Villiers can inspire shared future drive
As Theresa Villiers approaches the first anniversary of her appointment as Secretary of State for Northern Ireland, she has grown more assured in this difficult office, after a slow start.
In her interview in today's Belfast Telegraph, she points to some progress towards the development of a shared future and says: "I am happier with the situation now than I would have expected to be a few months ago."
When she came to Northern Ireland, she gave the impression that she would rather be anywhere else. This reaction is not unusual for new Northern Ireland secretaries who are required to get up to speed on a complex situation within a short time.
However, Ms Villiers has steadily gained in confidence in the key areas of her brief, and notably on the vexed question of a shared future.
One problem has been the reluctance of Westminster governments to be seen to be placing too much pressure on local politicians, partly because they do not wish to appear heavy-handed or threatening to their Stormont colleagues.

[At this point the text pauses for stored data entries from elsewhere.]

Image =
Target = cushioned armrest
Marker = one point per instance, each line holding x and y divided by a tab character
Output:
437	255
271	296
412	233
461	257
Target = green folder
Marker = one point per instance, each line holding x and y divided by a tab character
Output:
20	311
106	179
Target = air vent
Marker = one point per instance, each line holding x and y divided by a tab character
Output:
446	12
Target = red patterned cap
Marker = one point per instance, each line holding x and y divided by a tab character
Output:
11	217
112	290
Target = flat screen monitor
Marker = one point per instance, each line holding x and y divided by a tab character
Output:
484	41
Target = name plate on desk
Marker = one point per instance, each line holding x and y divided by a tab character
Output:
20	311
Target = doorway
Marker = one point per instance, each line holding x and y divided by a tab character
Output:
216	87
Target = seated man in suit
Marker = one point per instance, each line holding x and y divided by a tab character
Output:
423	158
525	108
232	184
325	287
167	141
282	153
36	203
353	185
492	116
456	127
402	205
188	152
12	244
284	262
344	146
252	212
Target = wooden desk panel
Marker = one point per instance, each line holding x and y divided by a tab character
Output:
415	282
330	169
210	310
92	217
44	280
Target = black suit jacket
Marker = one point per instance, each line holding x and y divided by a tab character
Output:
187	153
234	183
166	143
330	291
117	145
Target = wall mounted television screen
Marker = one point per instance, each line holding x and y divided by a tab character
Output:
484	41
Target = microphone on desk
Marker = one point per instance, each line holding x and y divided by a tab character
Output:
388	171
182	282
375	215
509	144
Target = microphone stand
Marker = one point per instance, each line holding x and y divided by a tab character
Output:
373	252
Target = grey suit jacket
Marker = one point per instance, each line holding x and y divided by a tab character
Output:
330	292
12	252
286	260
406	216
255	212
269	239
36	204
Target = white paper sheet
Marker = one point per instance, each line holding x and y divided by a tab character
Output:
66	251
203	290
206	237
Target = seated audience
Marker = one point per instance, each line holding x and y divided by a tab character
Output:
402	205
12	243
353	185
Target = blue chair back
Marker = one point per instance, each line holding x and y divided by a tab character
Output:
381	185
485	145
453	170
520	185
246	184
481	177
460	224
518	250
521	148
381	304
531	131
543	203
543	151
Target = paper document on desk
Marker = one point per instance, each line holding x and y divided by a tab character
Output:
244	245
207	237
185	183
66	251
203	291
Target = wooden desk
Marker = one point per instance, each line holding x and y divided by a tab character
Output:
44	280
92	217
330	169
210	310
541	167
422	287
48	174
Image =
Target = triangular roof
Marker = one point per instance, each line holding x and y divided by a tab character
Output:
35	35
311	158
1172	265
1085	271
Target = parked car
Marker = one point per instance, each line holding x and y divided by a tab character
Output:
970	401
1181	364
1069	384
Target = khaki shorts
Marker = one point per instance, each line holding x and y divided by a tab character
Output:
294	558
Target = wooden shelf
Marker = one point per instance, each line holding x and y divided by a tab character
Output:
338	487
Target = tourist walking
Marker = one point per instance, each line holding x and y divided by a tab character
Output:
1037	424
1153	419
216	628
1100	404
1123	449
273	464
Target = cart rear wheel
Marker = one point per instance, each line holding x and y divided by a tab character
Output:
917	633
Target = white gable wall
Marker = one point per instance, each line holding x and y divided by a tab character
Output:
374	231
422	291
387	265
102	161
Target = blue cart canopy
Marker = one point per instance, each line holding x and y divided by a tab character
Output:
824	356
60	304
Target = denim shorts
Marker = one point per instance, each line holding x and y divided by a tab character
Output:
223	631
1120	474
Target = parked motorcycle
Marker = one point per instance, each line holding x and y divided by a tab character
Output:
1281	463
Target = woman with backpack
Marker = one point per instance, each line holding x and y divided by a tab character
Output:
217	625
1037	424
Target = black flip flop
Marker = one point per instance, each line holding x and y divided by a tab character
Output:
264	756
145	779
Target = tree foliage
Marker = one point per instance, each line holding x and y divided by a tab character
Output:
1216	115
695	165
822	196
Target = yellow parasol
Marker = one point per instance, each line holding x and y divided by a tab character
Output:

However, the general public here, though not the politicians, welcome such a lead from London partly because they cannot rely totally on the Stormont administration to deliver the basis of a shared future.
In reality, Westminster has a duty to keep a close eye on Northern Ireland, partly because the taxpayers elsewhere in the United Kingdom also contribute to paying our bills.
Initially, the approach towards a shared future was too mild, but in the run-up to the G8 summit, with its widespread publicity, it was clear that something had to be done.
Accordingly, the leadership of Theresa Villiers, with the backing of the Coalition Government, helped to focus minds here on the need for action, and this has been the high point of her achievements in Northern Ireland so far.
However, much remains to be done, and her growing confidence is needed to keep a steady hand on the tiller and to ensure that our politicians and people keep following her in the right direction.